Experimental study on the influence of vibration amplitude on the fluid damping of a submerged disk

Abstract

Accurate determination of modal parameters for disk-like structures submerged in heavy fluids is a topic of interest in many fields. For instance, some type of hydraulic turbomachinery can be modeled as disk structures due to the similarity in their mode shapes. Although in the recent years many studies have analyzed and correctly predicted the fluid added mass effect on the natural frequencies and mode shapes of these types of structures, it is particularly challenging to determine fluid damping and characterize its most influential effects. In this article, the influence of vibration amplitude on the fluid damping ratio of a submerged disk, when the disk gets close to a rigid wall, is analytically and experimentally studied.

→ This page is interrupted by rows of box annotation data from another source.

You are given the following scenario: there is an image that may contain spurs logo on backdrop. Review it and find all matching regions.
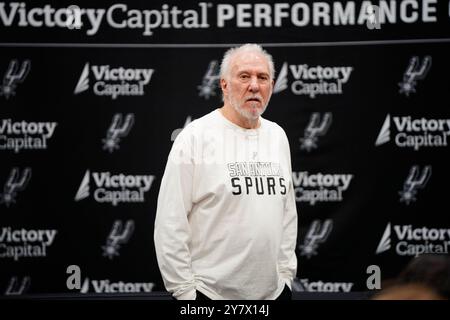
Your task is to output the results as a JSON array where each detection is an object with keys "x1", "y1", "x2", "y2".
[
  {"x1": 300, "y1": 112, "x2": 333, "y2": 152},
  {"x1": 273, "y1": 62, "x2": 353, "y2": 99},
  {"x1": 102, "y1": 113, "x2": 134, "y2": 153},
  {"x1": 375, "y1": 114, "x2": 450, "y2": 151},
  {"x1": 0, "y1": 167, "x2": 31, "y2": 207},
  {"x1": 102, "y1": 220, "x2": 134, "y2": 259},
  {"x1": 0, "y1": 60, "x2": 31, "y2": 99},
  {"x1": 298, "y1": 219, "x2": 333, "y2": 259},
  {"x1": 376, "y1": 222, "x2": 450, "y2": 257},
  {"x1": 197, "y1": 60, "x2": 220, "y2": 100},
  {"x1": 75, "y1": 170, "x2": 155, "y2": 206},
  {"x1": 74, "y1": 63, "x2": 155, "y2": 100},
  {"x1": 398, "y1": 56, "x2": 432, "y2": 97},
  {"x1": 399, "y1": 166, "x2": 431, "y2": 205},
  {"x1": 5, "y1": 277, "x2": 31, "y2": 296},
  {"x1": 170, "y1": 116, "x2": 192, "y2": 141}
]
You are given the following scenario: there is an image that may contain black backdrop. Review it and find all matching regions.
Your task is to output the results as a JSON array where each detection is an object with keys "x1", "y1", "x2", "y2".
[{"x1": 0, "y1": 1, "x2": 450, "y2": 294}]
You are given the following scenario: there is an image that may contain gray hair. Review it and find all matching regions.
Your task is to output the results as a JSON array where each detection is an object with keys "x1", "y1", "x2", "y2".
[{"x1": 220, "y1": 43, "x2": 275, "y2": 80}]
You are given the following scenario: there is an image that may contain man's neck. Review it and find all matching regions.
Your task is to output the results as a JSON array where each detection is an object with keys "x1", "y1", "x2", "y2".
[{"x1": 219, "y1": 105, "x2": 260, "y2": 129}]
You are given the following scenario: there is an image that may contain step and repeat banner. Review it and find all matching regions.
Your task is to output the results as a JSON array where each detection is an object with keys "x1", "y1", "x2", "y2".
[{"x1": 0, "y1": 0, "x2": 450, "y2": 295}]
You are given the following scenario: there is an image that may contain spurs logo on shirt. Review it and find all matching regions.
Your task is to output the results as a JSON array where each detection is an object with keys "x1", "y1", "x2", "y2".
[{"x1": 227, "y1": 162, "x2": 287, "y2": 195}]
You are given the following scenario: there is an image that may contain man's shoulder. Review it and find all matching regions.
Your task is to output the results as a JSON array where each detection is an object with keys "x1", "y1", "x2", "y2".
[
  {"x1": 261, "y1": 117, "x2": 286, "y2": 135},
  {"x1": 174, "y1": 110, "x2": 217, "y2": 139}
]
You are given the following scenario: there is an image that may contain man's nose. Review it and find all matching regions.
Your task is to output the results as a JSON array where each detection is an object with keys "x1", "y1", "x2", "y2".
[{"x1": 249, "y1": 77, "x2": 259, "y2": 92}]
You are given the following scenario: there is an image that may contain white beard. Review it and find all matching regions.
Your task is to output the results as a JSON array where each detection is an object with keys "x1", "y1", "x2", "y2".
[{"x1": 228, "y1": 92, "x2": 270, "y2": 121}]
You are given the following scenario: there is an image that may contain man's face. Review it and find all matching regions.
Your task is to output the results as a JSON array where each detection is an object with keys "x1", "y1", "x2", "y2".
[{"x1": 221, "y1": 52, "x2": 273, "y2": 120}]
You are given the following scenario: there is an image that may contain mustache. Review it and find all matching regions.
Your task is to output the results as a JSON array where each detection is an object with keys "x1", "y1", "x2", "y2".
[{"x1": 245, "y1": 95, "x2": 262, "y2": 102}]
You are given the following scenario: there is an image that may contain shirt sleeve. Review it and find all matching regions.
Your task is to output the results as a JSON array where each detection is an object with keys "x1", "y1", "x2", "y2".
[
  {"x1": 278, "y1": 129, "x2": 298, "y2": 290},
  {"x1": 154, "y1": 128, "x2": 196, "y2": 300}
]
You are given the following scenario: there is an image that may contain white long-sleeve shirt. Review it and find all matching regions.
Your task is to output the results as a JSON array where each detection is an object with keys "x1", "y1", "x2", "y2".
[{"x1": 154, "y1": 109, "x2": 297, "y2": 300}]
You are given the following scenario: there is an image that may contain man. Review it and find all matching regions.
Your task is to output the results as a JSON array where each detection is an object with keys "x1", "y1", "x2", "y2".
[{"x1": 154, "y1": 44, "x2": 297, "y2": 300}]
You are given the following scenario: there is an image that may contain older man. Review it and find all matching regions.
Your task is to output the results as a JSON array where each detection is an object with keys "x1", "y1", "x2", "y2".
[{"x1": 154, "y1": 44, "x2": 297, "y2": 300}]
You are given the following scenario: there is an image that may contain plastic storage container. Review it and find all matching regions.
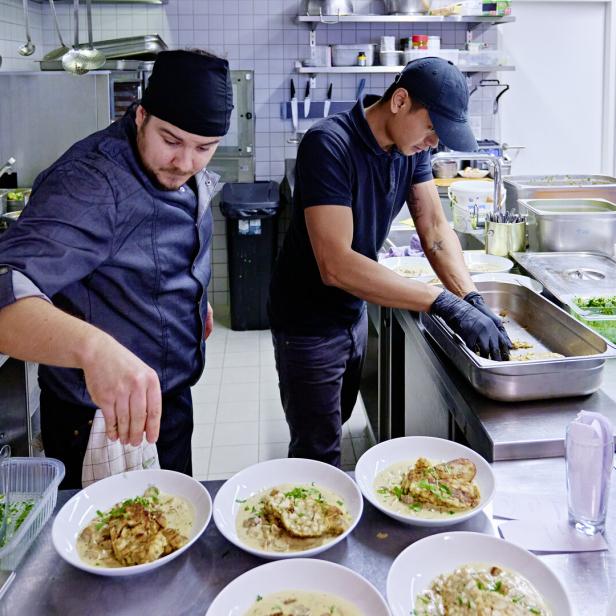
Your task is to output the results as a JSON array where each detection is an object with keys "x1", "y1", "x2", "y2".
[
  {"x1": 569, "y1": 296, "x2": 616, "y2": 344},
  {"x1": 404, "y1": 49, "x2": 459, "y2": 64},
  {"x1": 458, "y1": 49, "x2": 508, "y2": 66},
  {"x1": 332, "y1": 43, "x2": 376, "y2": 66},
  {"x1": 0, "y1": 458, "x2": 64, "y2": 571},
  {"x1": 379, "y1": 51, "x2": 402, "y2": 66},
  {"x1": 220, "y1": 182, "x2": 280, "y2": 330}
]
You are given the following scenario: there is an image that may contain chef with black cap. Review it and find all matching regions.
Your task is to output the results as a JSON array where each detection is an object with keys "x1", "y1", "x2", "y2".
[
  {"x1": 269, "y1": 58, "x2": 511, "y2": 465},
  {"x1": 0, "y1": 50, "x2": 233, "y2": 488}
]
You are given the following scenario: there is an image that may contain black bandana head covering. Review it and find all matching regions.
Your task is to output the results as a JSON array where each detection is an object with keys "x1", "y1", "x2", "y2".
[{"x1": 141, "y1": 50, "x2": 233, "y2": 137}]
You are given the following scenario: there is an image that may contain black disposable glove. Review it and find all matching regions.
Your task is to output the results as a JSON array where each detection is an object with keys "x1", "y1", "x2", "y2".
[
  {"x1": 430, "y1": 290, "x2": 509, "y2": 361},
  {"x1": 464, "y1": 291, "x2": 513, "y2": 356}
]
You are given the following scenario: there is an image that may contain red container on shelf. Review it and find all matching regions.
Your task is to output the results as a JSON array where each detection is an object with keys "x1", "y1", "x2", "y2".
[{"x1": 411, "y1": 34, "x2": 428, "y2": 49}]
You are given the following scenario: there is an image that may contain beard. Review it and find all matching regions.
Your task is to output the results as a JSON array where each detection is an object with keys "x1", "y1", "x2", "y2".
[{"x1": 137, "y1": 126, "x2": 194, "y2": 191}]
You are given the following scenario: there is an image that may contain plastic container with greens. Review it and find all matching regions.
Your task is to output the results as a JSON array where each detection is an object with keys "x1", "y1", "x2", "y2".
[
  {"x1": 569, "y1": 295, "x2": 616, "y2": 343},
  {"x1": 0, "y1": 458, "x2": 64, "y2": 571}
]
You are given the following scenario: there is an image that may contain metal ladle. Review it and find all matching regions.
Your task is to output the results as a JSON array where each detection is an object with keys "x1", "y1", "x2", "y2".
[
  {"x1": 81, "y1": 0, "x2": 107, "y2": 71},
  {"x1": 62, "y1": 0, "x2": 106, "y2": 75},
  {"x1": 17, "y1": 0, "x2": 36, "y2": 56},
  {"x1": 45, "y1": 0, "x2": 69, "y2": 60},
  {"x1": 62, "y1": 0, "x2": 88, "y2": 75}
]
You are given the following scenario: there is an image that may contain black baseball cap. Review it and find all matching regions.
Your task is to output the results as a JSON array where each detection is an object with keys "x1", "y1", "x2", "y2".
[{"x1": 394, "y1": 57, "x2": 477, "y2": 152}]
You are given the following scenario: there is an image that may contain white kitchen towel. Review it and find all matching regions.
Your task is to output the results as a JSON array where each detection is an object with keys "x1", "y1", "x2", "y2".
[{"x1": 81, "y1": 409, "x2": 160, "y2": 488}]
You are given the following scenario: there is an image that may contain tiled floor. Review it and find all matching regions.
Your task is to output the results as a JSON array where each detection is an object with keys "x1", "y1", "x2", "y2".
[{"x1": 192, "y1": 308, "x2": 369, "y2": 480}]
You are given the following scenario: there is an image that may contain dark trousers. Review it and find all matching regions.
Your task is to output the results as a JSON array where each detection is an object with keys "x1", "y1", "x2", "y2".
[
  {"x1": 41, "y1": 387, "x2": 193, "y2": 489},
  {"x1": 272, "y1": 310, "x2": 368, "y2": 466}
]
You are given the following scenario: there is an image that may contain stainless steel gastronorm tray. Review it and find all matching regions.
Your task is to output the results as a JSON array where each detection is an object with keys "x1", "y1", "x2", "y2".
[
  {"x1": 420, "y1": 282, "x2": 616, "y2": 402},
  {"x1": 511, "y1": 252, "x2": 616, "y2": 304}
]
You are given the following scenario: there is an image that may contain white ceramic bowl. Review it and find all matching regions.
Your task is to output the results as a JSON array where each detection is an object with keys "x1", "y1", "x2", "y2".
[
  {"x1": 51, "y1": 469, "x2": 212, "y2": 577},
  {"x1": 387, "y1": 532, "x2": 573, "y2": 616},
  {"x1": 471, "y1": 272, "x2": 543, "y2": 293},
  {"x1": 355, "y1": 436, "x2": 496, "y2": 528},
  {"x1": 214, "y1": 458, "x2": 364, "y2": 559},
  {"x1": 464, "y1": 250, "x2": 513, "y2": 274},
  {"x1": 379, "y1": 257, "x2": 435, "y2": 278},
  {"x1": 458, "y1": 167, "x2": 490, "y2": 180},
  {"x1": 205, "y1": 558, "x2": 391, "y2": 616}
]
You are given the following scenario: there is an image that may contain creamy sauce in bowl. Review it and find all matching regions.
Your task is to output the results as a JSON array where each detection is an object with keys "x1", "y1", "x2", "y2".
[
  {"x1": 244, "y1": 590, "x2": 364, "y2": 616},
  {"x1": 373, "y1": 458, "x2": 481, "y2": 520},
  {"x1": 411, "y1": 563, "x2": 552, "y2": 616},
  {"x1": 236, "y1": 483, "x2": 352, "y2": 552},
  {"x1": 77, "y1": 488, "x2": 195, "y2": 568}
]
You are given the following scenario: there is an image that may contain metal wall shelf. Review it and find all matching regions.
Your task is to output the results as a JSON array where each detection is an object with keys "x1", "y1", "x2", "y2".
[
  {"x1": 296, "y1": 15, "x2": 515, "y2": 28},
  {"x1": 295, "y1": 63, "x2": 515, "y2": 75}
]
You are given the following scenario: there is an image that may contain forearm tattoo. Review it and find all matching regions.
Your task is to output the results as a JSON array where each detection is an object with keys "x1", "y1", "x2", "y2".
[{"x1": 430, "y1": 240, "x2": 445, "y2": 255}]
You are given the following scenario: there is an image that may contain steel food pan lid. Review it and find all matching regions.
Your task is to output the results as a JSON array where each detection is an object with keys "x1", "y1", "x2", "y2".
[
  {"x1": 520, "y1": 199, "x2": 616, "y2": 216},
  {"x1": 511, "y1": 252, "x2": 616, "y2": 303}
]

Particularly, the first diametrical modes of the disk have been analyzed at different vibration amplitudes and at very small distances away from a rigid surface. The disk is put in a resonant state by means of a piezoelectric patch generating a harmonic excitation and the response is measured by means of a Laser Doppler Vibrometer (LDV). The damping ratio is obtained directly from the vibrating free decay following a sudden stop of the excitation. It is shown that the fluid damping ratio values are related to the vibration amplitude: there is a trend of increasing damping ratio as the amplitude of the vibration increases. This effect is found to be much larger for small distances between the disk and the rigid surface.